Desafio "1001 Filmes" - no. 15 - “As Oito Vítimas” (“Kind Hearts and Coronets”, 1949)





“É tão difícil matar pessoas com quem não se tem uma relação de familiaridade”, afirma o anti-herói Louis Mazzini (Dennis Price). No caso, Mazzini busca se familiarizar com os membros de uma família aristocrática inglesa, os D´Ascoynes, para eliminá-los um a um e abrir caminho para herdar o título de duque da dinastia. A ironia, sombria e amarga, dá o tom da frase e do filme. Trata-se de uma das maiores comédias de humor negro já filmadas, clássico do cinema britânico produzido pelos Estúdios Ealing, responsável pelo também célebre “Quinteto da Morte” (“The Ladykillers”, 1955).

Logo nos primeiros momentos, é fácil constatar o que fez de “As Oito Vítimas” um clássico que perdura 70 anos após seu lançamento. O roteiro primoroso e avançado para a época, co-escrito pelo diretor Robert Hamer, trilha a linha tênue entre a comédia e a tragédia, dando complexidade e charme ao personagem de Mazzini (a sutil interpretação de Dennis Price vai no mesmo sentido). De fato, não é todo dia que o cinema consegue nos fazer torcer pelo “serial killer”, especialmente um tão amoral e sardônico quanto o Tom Ripley dos livros de Patricia Highsmith. Também chama atenção a crítica ácida à nobreza britânica, vista como inútil e decadente frente a Mazzini, um hábil “self-made man” que ascende na sociedade por seus próprios méritos (ainda que esses méritos incluam assassinato).

Os demais atores demonstram o “timing” adequado, com destaque para a interpretação de Alec Guinness como todos os oito membros do malfadado clã dos D´Ascoynes. A multi-interpretação de Guinness, então com apenas 35 anos, tornou-o conhecido como “O Homem de Mil Faces”, pavimentando uma sólida carreira culminando com seu papel mais célebre, o de Obi-Wan Kenobi em “Guerra nas Estrelas” (1977). O feito de Guinness, porém, eclipsou injustamente a também boa atuação de Valerie Hobson como Edith, viúva de um dos D´Ascoynes e interesse amoroso de Mazzini. A atriz já era famosa, ao ter vivido o papel-título de “A Noiva de Frankenstein” (1935). Infelizmente, a atriz ganhou indesejada notoriedade em 1963, quando seu marido, um político conservador inglês, envolveu-se no escândalo sexual conhecido como “Caso Profumo”.

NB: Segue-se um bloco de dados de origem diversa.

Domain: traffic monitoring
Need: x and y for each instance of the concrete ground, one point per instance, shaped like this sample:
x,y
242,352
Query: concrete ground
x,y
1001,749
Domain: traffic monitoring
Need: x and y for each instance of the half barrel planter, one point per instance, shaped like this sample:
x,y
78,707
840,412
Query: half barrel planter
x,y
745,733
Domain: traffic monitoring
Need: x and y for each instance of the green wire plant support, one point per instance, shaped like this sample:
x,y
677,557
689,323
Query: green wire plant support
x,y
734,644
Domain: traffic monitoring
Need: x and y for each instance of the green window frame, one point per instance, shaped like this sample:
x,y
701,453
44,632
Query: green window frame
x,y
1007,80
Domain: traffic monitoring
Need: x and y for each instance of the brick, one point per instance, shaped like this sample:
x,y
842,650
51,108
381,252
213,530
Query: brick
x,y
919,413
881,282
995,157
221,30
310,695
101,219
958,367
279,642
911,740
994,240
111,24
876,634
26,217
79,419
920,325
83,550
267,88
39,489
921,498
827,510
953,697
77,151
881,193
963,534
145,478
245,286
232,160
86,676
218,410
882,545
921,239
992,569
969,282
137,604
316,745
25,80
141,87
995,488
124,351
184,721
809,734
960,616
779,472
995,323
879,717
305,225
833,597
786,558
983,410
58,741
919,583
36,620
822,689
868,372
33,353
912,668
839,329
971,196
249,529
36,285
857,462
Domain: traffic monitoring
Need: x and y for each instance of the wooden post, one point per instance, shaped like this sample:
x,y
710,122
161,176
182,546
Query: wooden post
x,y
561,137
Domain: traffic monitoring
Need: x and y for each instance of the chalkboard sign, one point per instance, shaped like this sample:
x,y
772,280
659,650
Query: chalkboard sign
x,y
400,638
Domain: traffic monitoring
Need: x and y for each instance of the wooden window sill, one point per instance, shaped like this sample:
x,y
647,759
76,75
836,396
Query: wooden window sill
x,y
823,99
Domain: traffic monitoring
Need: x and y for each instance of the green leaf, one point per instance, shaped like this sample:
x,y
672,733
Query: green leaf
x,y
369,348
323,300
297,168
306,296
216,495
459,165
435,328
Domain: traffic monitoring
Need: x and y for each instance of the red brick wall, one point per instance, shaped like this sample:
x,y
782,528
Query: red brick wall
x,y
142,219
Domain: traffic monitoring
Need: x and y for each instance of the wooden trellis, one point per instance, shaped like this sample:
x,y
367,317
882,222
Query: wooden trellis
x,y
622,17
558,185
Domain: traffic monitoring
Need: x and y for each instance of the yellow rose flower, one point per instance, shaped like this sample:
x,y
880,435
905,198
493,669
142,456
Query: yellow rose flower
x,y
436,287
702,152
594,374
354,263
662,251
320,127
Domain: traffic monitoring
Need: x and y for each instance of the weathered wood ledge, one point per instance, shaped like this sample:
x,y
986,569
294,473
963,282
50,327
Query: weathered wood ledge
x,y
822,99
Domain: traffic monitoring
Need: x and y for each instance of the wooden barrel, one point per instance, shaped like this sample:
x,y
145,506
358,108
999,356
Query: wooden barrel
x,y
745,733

Outros elementos de “As Oito Vítimas”, como a montagem - que prolonga, sem pressa, a vingança de Mazzini - e a direção de arte se unem ao roteiro e aos atores para fazer do filme um dos melhores exemplos do humor cortante britânico. Mesmo uma leve queda de ritmo no terceiro ato, quando o protagonista é forçado a prestar conta de seus atos (e, mesmo assim, de forma criativa) não enfraquece a excelência do filme.